3.1.4 A Source Of Resources

Researchers consider social media as “a source of resources” [34] during participatory design approaches. The aim is to promote various ways of visual and textual interactions between participants.

As an example, Qaed et al. [34] in a participatory design research used existing social media platforms to develop a tool named Classroom Design Recipe. This tool helps teachers to redesign learning spaces and help them “redesign their experiences” and perceptions about learning spaces in their workplace.

3.1.5 Empowering Users To Analysis Social Data

Online social networks technologies are able to gather many people in a very quick, easy, and cheap way. Using social media enables people to interact with each other and exchange data. Synthesizing of social media data is a useful mechanism for understanding meaningful relationships between co-related issues within a society.

Considering these potentials, Greenwood et al. [35] claim that current approaches of utilizing social media only let users to express their opinions without empowering them to analyze their data. To remove this shortage, they developed a social media-based tool named UDesignIt which aims at “large-scale participatory design”. Indeed, they suggest to use social media as a tool for revealing the hidden patterns of user-generated data.

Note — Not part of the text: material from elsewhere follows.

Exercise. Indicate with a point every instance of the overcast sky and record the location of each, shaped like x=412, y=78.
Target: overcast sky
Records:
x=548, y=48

UDesignIt aims to “directly extract specific design information” from the discussion which have taken place in the context of an online social network. UDesignIt combined the Natural Language Processing (NLP) and Feature Modeling within a single platform which is able to automatically identify, group, name and visualize key themes of a text-based discussion. These key themes reflect the ideas and opinions of participants in real-time [35].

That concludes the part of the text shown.